While delaying preventive care may be a reasonable choice for patients to make during a pandemic, especially if the disruptions are short-lived, there’s even evidence suggesting people are avoiding emergency care too. An early April survey of nine major hospitals showed the number of severe heart attacks being treated in hospitals had declined by nearly 40 percent since the onset of the pandemic. The Boston Globe reported hospitals in the Boston area and across the country are seeing a precipitous drop in emergency room cases — by 40 percent or more.
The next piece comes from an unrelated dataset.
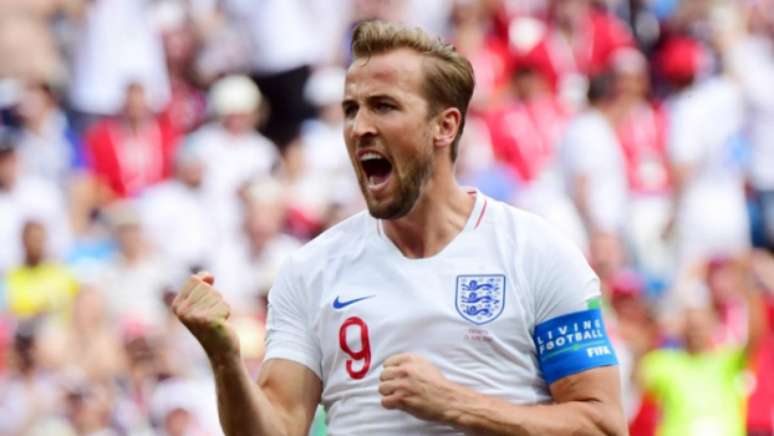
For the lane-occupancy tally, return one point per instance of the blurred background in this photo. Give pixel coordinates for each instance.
(141, 140)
As the global pandemic continues indefinitely, chances are the healthcare system — that is, physician practices, hospitals, health plans and even employers — are going to need to do more to encourage patients to return to doctor’s offices for preventive and chronic care, whether that’s in person or for a virtual visit. That’s where the digital front door — a strategy to know and engage with patients at every major touchpoint of the patient journey — can help.
Imagine Lucy, a 40-something mother of two teenagers, is called by her health plan in late May to check in and remind her to schedule preventive care appointments for children and herself. Lucy’s health plan has already deployed a digital front door strategy so when Emily, a member services advocate, reaches Lucy, she’s immediately able to see that Lucy is overdue for preventive care related to her diabetes diagnosis.
Emily conveys the importance of regular care to prevent the debilitating complications many diabetics experience, and Lucy agrees to make an appointment with her primary care doctor. Emily goes one step further, and offers to arrange an appointment at a time that works with Lucy’s schedule. When Lucy relays her fear about returning to the doctor’s office, Emily shares all of the extra precautions the practice is taking including temperature checks in the parking lot, more time between appointments and less people in the waiting room, masks for all staff and patients and enhanced cleaning. Nevertheless, Lucy remains reluctant to schedule an in-person visit so Emily schedules a virtual visit with her doctor, arranges for her to have blood pressure checked at the pharmacy in her local grocery store, and ensures her doctor’s office is aware of Lucy’s fears.
That’s the digital front door, combined with telehealth, in action.